Concepções schummanianas e Canto Orfeônico. Revista BRASIL-EUROPA 127/13. Bispo, A.A. (Ed.). Organização de estudos culturais em relações internacionais





Revista

BRASIL-EUROPA

Correspondência Euro-Brasileira©

 

Comemorou-se, em 8 de junho de 2010, a passagem dos 200 anos de nascimento do compositor Robert Schumann, um dos maiores vultos do Romantismo musical. Essa data motivou internacionalmente novas publicações, concertos, conferências e exposições, trazendo à consciência o amplo espectro de significados de sua obra, capaz de suscitar continuamente revelações e dar novos impulsos a reflexões musicológicas e teórico-culturais.

O Instituto de Estudos da Cultura Musical do Mundo de Língua Portuguesa (ISMPS), que comemora em 2010 os seus 25 anos de fundação alemã, decidiu dedicar a Robert Schumann um ciclo de estudos, desenvolvido em regiões da Alemanha significativas para a sua vida.
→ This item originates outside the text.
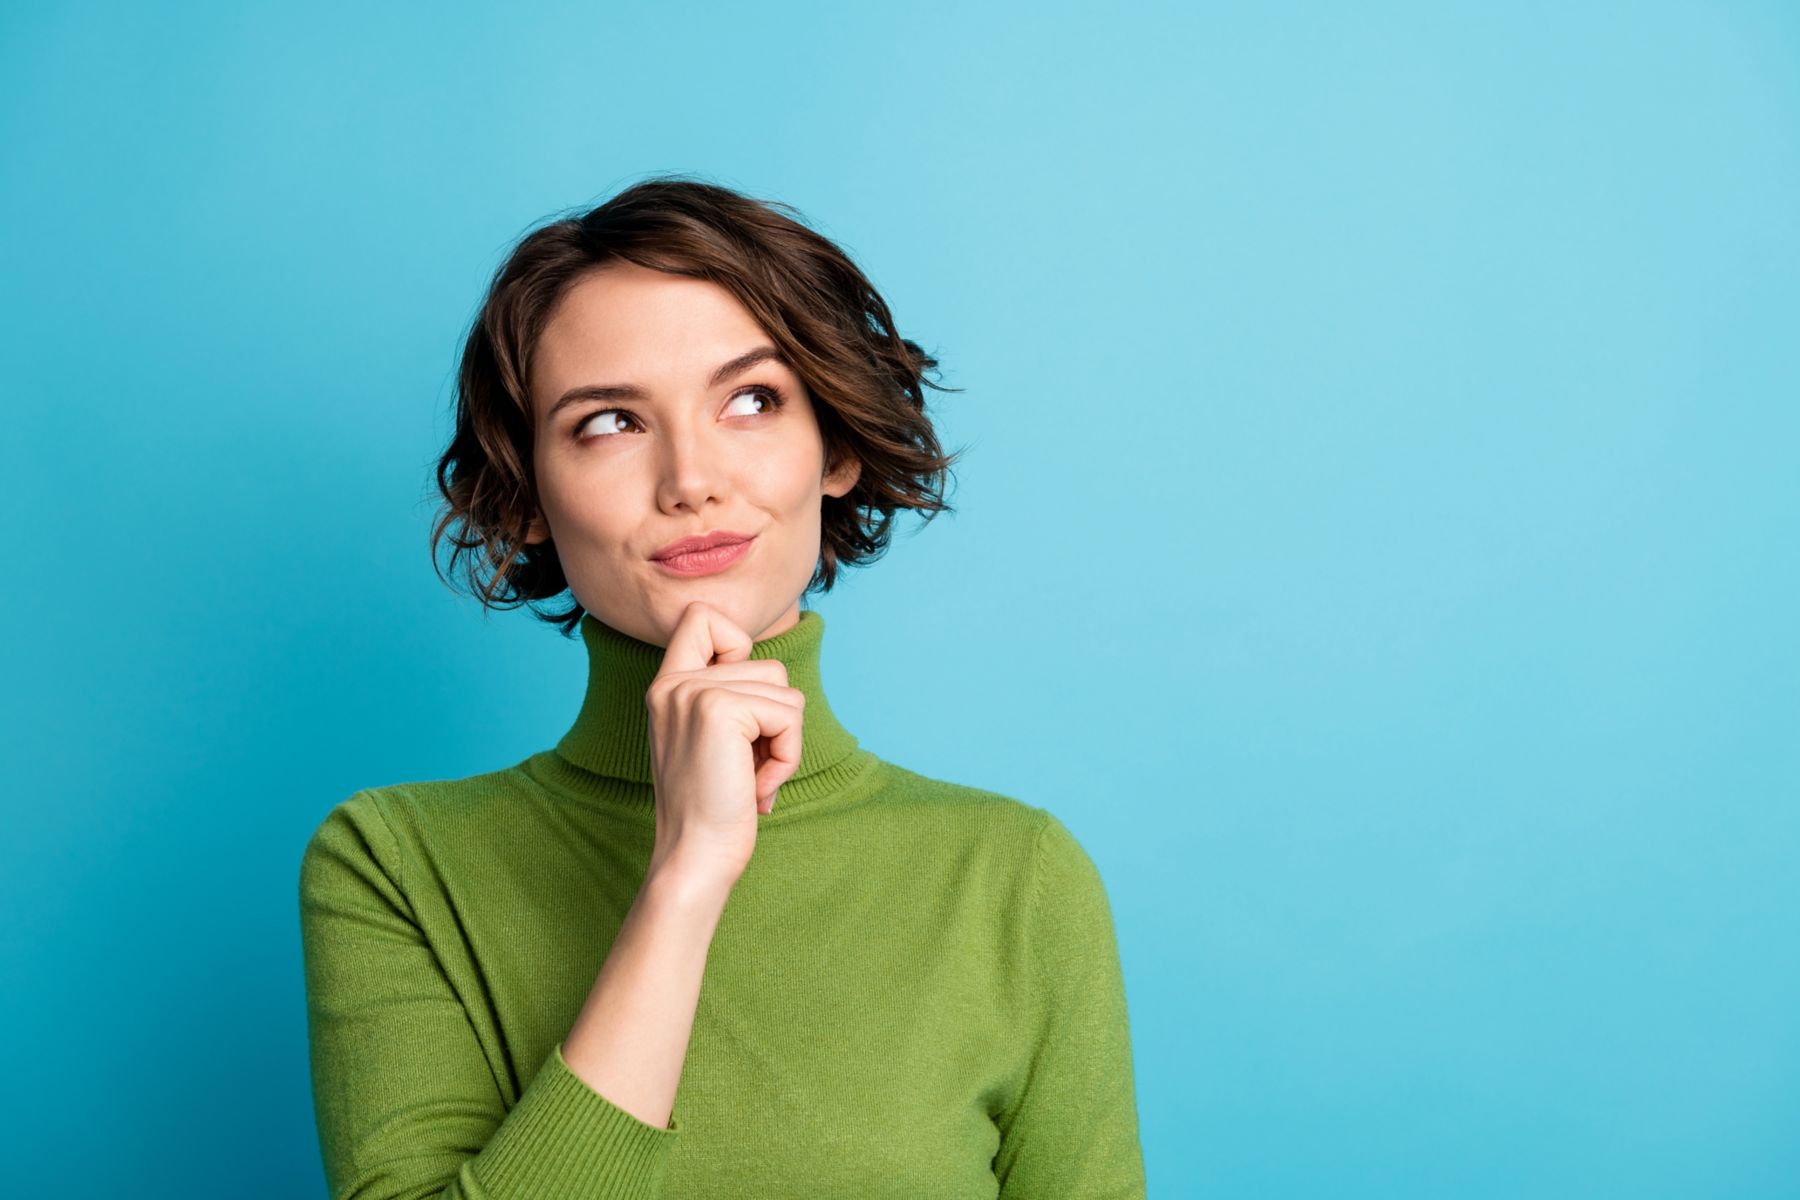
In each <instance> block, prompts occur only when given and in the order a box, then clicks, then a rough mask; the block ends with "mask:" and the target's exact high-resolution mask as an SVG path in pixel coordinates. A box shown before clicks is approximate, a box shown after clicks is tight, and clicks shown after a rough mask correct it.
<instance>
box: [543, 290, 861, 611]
mask: <svg viewBox="0 0 1800 1200" xmlns="http://www.w3.org/2000/svg"><path fill="white" fill-rule="evenodd" d="M758 349H763V351H769V356H767V358H760V360H756V362H749V363H747V365H738V367H736V369H729V367H731V363H734V362H736V360H743V356H747V354H752V353H754V351H758ZM727 369H729V371H727ZM722 372H724V374H722ZM531 403H533V407H535V410H536V443H535V457H536V484H538V498H540V500H542V504H544V509H542V513H540V515H538V518H536V520H535V522H533V524H531V529H529V531H527V534H526V540H527V542H533V543H536V542H544V540H545V538H551V540H554V543H556V554H558V560H560V561H562V569H563V574H565V576H567V578H569V588H571V590H572V592H574V597H576V599H578V601H580V603H581V606H583V608H585V610H587V612H590V613H594V617H598V619H599V621H603V622H605V624H610V626H612V628H616V630H619V631H623V633H628V635H632V637H635V639H639V640H644V642H652V644H655V646H668V640H670V635H671V633H673V631H675V624H677V622H679V621H680V615H682V610H684V608H686V606H688V603H689V601H697V599H700V601H706V603H709V604H713V606H716V608H718V610H722V612H724V613H725V615H729V617H731V619H733V621H736V622H738V624H740V626H743V630H745V631H747V633H749V635H751V637H752V639H763V637H772V635H776V633H781V631H785V630H788V628H792V626H794V624H796V622H797V621H799V597H801V594H803V592H805V588H806V583H808V581H810V579H812V574H814V569H815V567H817V561H819V538H821V524H819V520H821V504H823V498H824V497H842V495H844V493H848V491H850V489H851V488H853V486H855V482H857V475H859V473H860V464H857V462H848V464H844V470H841V471H837V473H833V475H830V477H828V475H824V439H823V435H821V432H819V421H817V417H815V414H814V408H812V398H810V396H808V394H806V389H805V385H803V383H801V380H799V376H797V374H794V371H792V367H788V365H787V362H785V360H781V358H779V351H778V347H776V344H774V340H770V338H769V335H767V333H763V329H761V326H760V324H758V322H756V318H754V317H751V313H749V311H747V309H745V308H743V306H742V304H738V300H736V297H733V295H731V293H729V291H725V290H724V288H720V286H718V284H713V282H707V281H704V279H691V277H686V275H671V273H666V272H657V270H650V268H644V266H637V264H630V263H610V264H607V266H603V268H596V270H592V272H589V273H585V275H581V277H580V279H578V281H576V282H574V284H571V288H569V291H567V293H565V295H563V299H562V300H560V302H558V306H556V309H554V311H553V313H551V320H549V324H547V327H545V329H544V333H542V336H540V338H538V345H536V356H535V362H533V378H531ZM716 531H733V533H740V534H751V536H752V540H751V543H749V547H747V552H743V554H740V556H738V558H736V561H733V563H731V565H729V567H725V569H724V570H718V572H713V574H698V576H684V574H677V572H673V570H670V569H668V567H664V565H661V563H657V561H653V558H652V556H653V554H655V552H657V551H661V549H662V547H666V545H668V543H671V542H677V540H680V538H688V536H695V534H709V533H716Z"/></svg>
O contato direto com paisagens, cidades e monumentos quis favorecer a percepção de contextos e abrir novas perspectivas para a consideração de sua personalidade e obra. 

Duas regiões principais foram escolhidas, aquela situada entre a sua cidade de nascimento, Zwickau, e a de seus estudos e de juventude, Leipzig, na Saxônia, e a região do Reno, onde alcançou o ponto alto de sua vida profissional e a sua morte, sob circunstâncias trágicas.

O ambiente natural e os inúmeros vestígios da época que viveu, da história que a precedeu e dos memoriais que a ele se levantaram após a sua morte facilitam dirigir a atenção a processos históricos no qual o compositor e também o observador se inserem. 

Procurou-se estudar as correntes que marcaram o seu pensamento e a sua criação artística, as imagens que o guiaram e a atualização de sentidos que essas imagens tiveram no seu mundo. A atenção foi dirigida também e sobretudo à permanência dessas imagens, na reconfiguração a elas dadas por Schumann, no pensamento da posteridade e suas consequências.

Significado de Schumann para estudos culturais em relações internacionais

O que justifica que um instituto voltado à estudos da cultura musical do mundo de língua portuguesa dedique especial atenção a um compositor que é por alguns considerado como um dos mais „alemães“ de todos os grandes nomes do Romantismo? 

A ampla difusão da obra de Schumann no mundo - também em Portugal e no Brasil - não é a razão principal. A presença de Schumann em programas de concerto, em gravações e em programas de ensino justifica, sem dúvida, o estudo da História da Música européia. As diferentes épocas, os caminhos da recepção de sua obra nas diferentes regiões necessitam ser estudados. A influência que a sua obra exerceu em muitos compositores, dos mais diversos países, deve ser considerada e analisada diferenciadamente. 

Sem dúvida, o estudo da difusão da obra e da influência de Schumann na música de muitos países é de particular relevância para o estudo da irradiação da cultura alemã no mundo e, portanto, para as múltiplas possibilidades de estudos de relações bi-laterais, em particular, no cas, entre a Alemanha e o Brasil. 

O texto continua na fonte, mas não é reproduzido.